Mixed Feelings
I have a lot of mixed feelings about this film.
I come from a Christian background (Protestant, conservative, fundamental, evangelical) although I'm not part of the group now. Back when I was a teenager, I was super into my youth group and Rachel was a Christian role model to me. I liked her idea of a prayer journal and I especially was compelled by habit of treating others with friendship and compassion. Her devoutness to her faith, her kindness to others, and her desire to make a difference were all things that resonated with me at the time.
But I have a lot of reservations to actually seeing the trailer to the film.
(1)It makes me nervous to hear that PureFlix is behind this. I absolutely abhor their God’s Not Dead series. Both movies were set up with this paranoia of persecution, strawmanning of atheists and non-Christians (like Muslims in the first film), and the whole thing struck me as very mean-spirited, especially (spoiler alert) the first film which seemed to have this awful glee in killing the atheist professor. I was just sickened.

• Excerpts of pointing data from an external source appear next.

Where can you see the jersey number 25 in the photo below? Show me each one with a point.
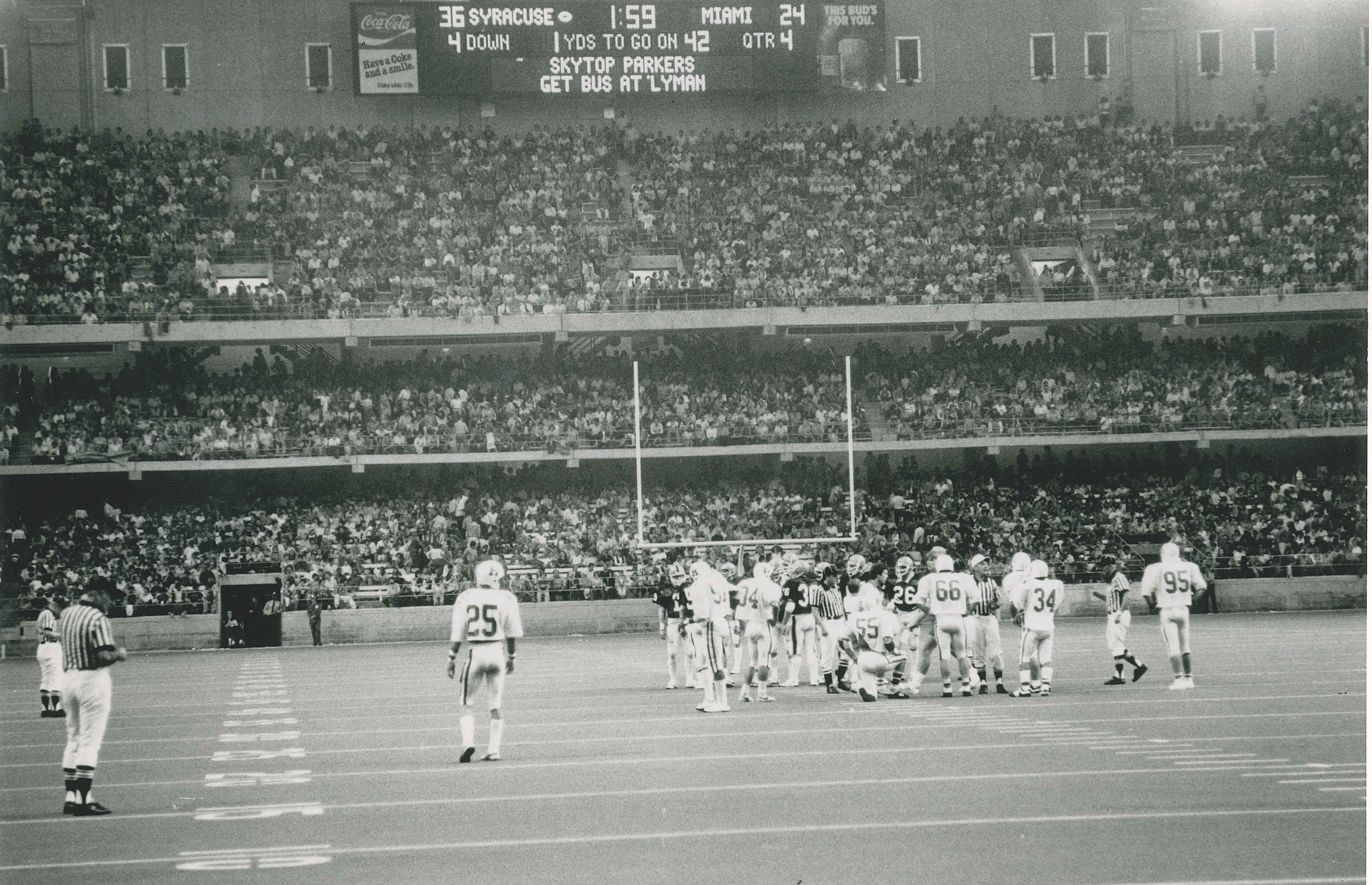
(477, 617)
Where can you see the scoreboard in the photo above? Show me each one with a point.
(595, 49)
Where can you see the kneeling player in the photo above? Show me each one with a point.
(1035, 607)
(488, 619)
(870, 643)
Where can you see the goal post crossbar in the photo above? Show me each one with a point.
(747, 543)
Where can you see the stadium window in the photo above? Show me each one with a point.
(175, 71)
(1098, 55)
(1209, 54)
(319, 66)
(1266, 50)
(116, 68)
(909, 61)
(1043, 57)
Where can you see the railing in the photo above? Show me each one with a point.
(187, 449)
(649, 301)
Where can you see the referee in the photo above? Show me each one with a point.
(50, 661)
(88, 651)
(828, 603)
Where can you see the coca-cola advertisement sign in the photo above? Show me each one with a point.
(388, 57)
(389, 27)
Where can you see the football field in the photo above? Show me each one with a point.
(339, 765)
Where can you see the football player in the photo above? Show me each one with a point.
(759, 599)
(943, 595)
(1034, 607)
(709, 595)
(870, 640)
(488, 619)
(1117, 623)
(983, 625)
(1170, 585)
(670, 618)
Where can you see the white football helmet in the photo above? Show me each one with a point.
(489, 574)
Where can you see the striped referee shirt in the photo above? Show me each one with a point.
(1117, 593)
(47, 621)
(84, 632)
(827, 602)
(988, 602)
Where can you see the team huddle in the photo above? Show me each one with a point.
(879, 635)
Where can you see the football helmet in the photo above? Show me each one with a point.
(489, 574)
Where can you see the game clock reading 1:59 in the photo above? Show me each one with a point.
(634, 49)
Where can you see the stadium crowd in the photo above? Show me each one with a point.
(1241, 519)
(459, 223)
(165, 407)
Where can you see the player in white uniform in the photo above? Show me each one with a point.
(709, 595)
(1034, 606)
(488, 619)
(50, 662)
(943, 595)
(759, 597)
(1171, 582)
(872, 641)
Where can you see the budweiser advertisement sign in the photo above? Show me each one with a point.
(388, 59)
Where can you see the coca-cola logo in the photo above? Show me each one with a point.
(397, 23)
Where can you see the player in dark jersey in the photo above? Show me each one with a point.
(672, 600)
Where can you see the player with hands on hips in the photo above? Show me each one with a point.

(2) I wish it was a story that was more loosely based on Rachel but set apart from the actual events of Columbine. If they want to write a movie about a high school girl who wants to change the world for God at her school and sentimental things ensue, I’m fine with that. But putting it in the context of the Columbine shooting makes me uneasy because there were other victims, other family members and friends who suffered a loss, and how are they supposed to feel when all this gets dragged out again? The feeling of it seems exploitative, even if the people behind the film didn’t intend for it to be that way.
(3) The movie looks like it is going to push the myth that Rachel was targeted for her faith and died affirming it and I just don’t think it’s true. Their only source for the claim isn’t reliable and I don’t know why anybody feels the need to keep pushing it. The idea that she died for her faith was never what I liked about Rachel. I liked how she lived, the people she affected, and the legacy that she left behind because I do believe that she was generally a loving, compassionate, tolerant girl.
(4) I am worried that Rachel is going to be sanitized from a complex person into a Christian Good Girl image. I’ve only seen the trailer and so I might be totally wrong. But I always liked the idea that Rachel was someone who befriended people different from her, used to smoke cigarettes, harbored doubts, felt dark feelings, and who lived as someone searching for the answers, not as someone who had them all.
(5) I’m worried that this movie is going to conflate Eric and Dylan with atheism and then school shootings and the death of nice Christian girls with atheism. It especially seems likely because PureFlix is at the helm. I can’t for the life of me figure out what that is supposed to accomplish. It doesn’t make atheists more open to hearing their message and it seems to make Christians judge atheists based on these stereotypes more than it opens them up to love them. It also doesn’t sound like something that Rachel would have wanted because many accounts say that she was friends of people who were atheists, agnostics, and of different religions. I always liked that she was open and could be close to people who had opposite beliefs from her.
Those reasons really dilute was otherwise would be more nostalgic for my fifteen-year-old self. I think Rachel had admirable ideals in seeking truth, living with integrity,
caring, and compassion. I think those are admirable things. But when I see the promotions, I just wonder "How is this going to go?"